Tre uomini si avventurano nella Zona, una misteriosa porzione di territorio dove, a seguito di un impatto con un oggetto extraterrestre, le leggi della fisica sembrano sovvertite.
Tre uomini si avventurano nella Zona, una misteriosa porzione di territorio dove, a seguito di un impatto con un oggetto extraterrestre, le leggi della fisica sembrano sovvertite.
Il genere fantascientifico, sovvertendo i paradigmi scientifici e logici del nostro mondo fisico, si è spesso prestato a declinazioni fortemente filosofiche e riflessive. Lo prova il recente Arrival (2016) di Denis Villeneuve, così come la grande parabola antropocentrica di 2001: Odissea nello spazio (1968) di Stanley Kubrick. Proprio in relazione a quest'ultimo Andrej Tarkovskij ha sofferto in passato di una pessima distribuzione pubblicitaria in Italia, che descriveva il suo Solaris (1972) come risposta sovietica al capolavoro del Maestro. Ovviamente Tarkovskij difficilmente può essere incanalato in un confronto superficiale e condizionato: il suo cinema è tanto personale quanto radicato nella cultura russa, la stessa di Fëdor Dostoevskij. Il suo occhio cinematografico si getta su questioni esistenziali eterne, inserendole però solo apparentemente in parentesi della Storia. Se proprio si vuole azzardare un confronto con Kubrick (e sarebbe comunque indebito), si può giusto dire che entrambi hanno piegato le leggi della cinepresa a un discorso intellettuale elevato. Kubrick ne ha fatto del cinema totale, quasi wagneriano; Tarkovskij le ha dissolte nella lirica, nella mistica, nella sinfonia estetica.
Stalker, sceneggiato dallo stesso Tarkovskij con gli autori del romanzo di partenza Picnic sul ciglio della strada Arkadij e Boris Strugackij, è appunto una favola fantascientifica dai contenuti universali.
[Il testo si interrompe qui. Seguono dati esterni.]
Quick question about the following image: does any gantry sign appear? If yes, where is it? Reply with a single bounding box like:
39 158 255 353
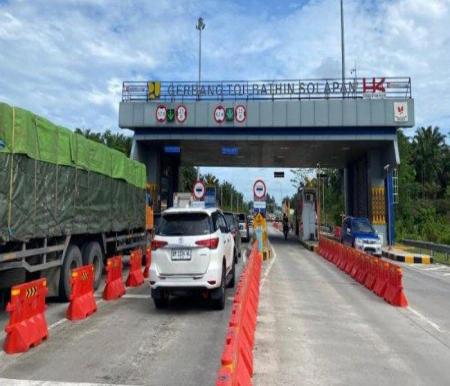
119 77 414 128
La Zona, mai definita totalmente, può essere una metafora della vita stessa, insidiosa e sempre in divenire, carica ora di significati religiosi, ora soggettivi.
È qualcosa che sfugge al dominio dell'intelletto e della volontà e viene percorsa da uomini, ognuno a modo proprio, disperati e imprigionati.
Al centro di tutto vi è, come detto nel film, l'attrito fra animo e mondo esterno, che diventa desiderio. Il viaggio sta a significare ricerca esistenziale nello spazio e nella memoria, mentre sullo sfondo si agitano le ansie globali sulla militarizzazione del quotidiano, sui limiti della ricerca scientifica, sulla paura per quello Spazio aliene, al tempo del film, oggetto di una vera e propria competizione fra superpotenze. La scrittura scenica, composta da un alternarsi di fitti dialoghi e silenzi, è complessa e lenta ma mai ridondante.
La regia è prossima alla perfezione, con una lenta e minuziosa costruzione di quadri fotografici e un'alternanza di campi espressiva. Gli sguardi in macchina, frequenti e qui usati quasi fossero punti di sospensione in un testo scritto, rimandano ai limiti descrittivi del lignaggio stesso. Rimane visivamente impressionante la pulizia delle inquadrature contrapposte alle scenografie dimesse della città oltre la Zona. È però nel lirismo di quest'ultima che la perizia scenografia di Tarkovskij stesso raggiunge il suo apice. Descrivendo, appunto un mondo che rispecchia il suo cinema straniante: tanto impossibile quanto visibile, così alieno da risultarci prossimo.
La fotografia, a cura di Aleksandr Kniažinkij, quasi ironizza sull'espediente ormai storico de Il mago di Oz (1939) di Vittoria Fleming, che indicava la transizione fra due mondi con il cambio da bianco e nero a colore. Il seppiato delle scene terrestri è suggestivo e drammatico, mentre i colori tenui della Zona contribuiscono all'alone di suggestione e misticismo. Efficace e nuovamente espressionista infine la colonna sonora di Ėduard Nikolaevič Artem'ev, affiancata da una selezione di musica classica che annovera Maurice Ravel, Richard Wagner e Ludwig Van Beethoven.
Quella di Tarkovskij non è fantascienza spettacolare o mostrativa ma filosofica, riflessiva, umanistica. Autoriale, ma universale. In questo senso, davvero il suo modello narrativo è alternativo a tante altre produzioni. La sua portata, invece, è davvero incomparabile per l'unicità che rappresenta.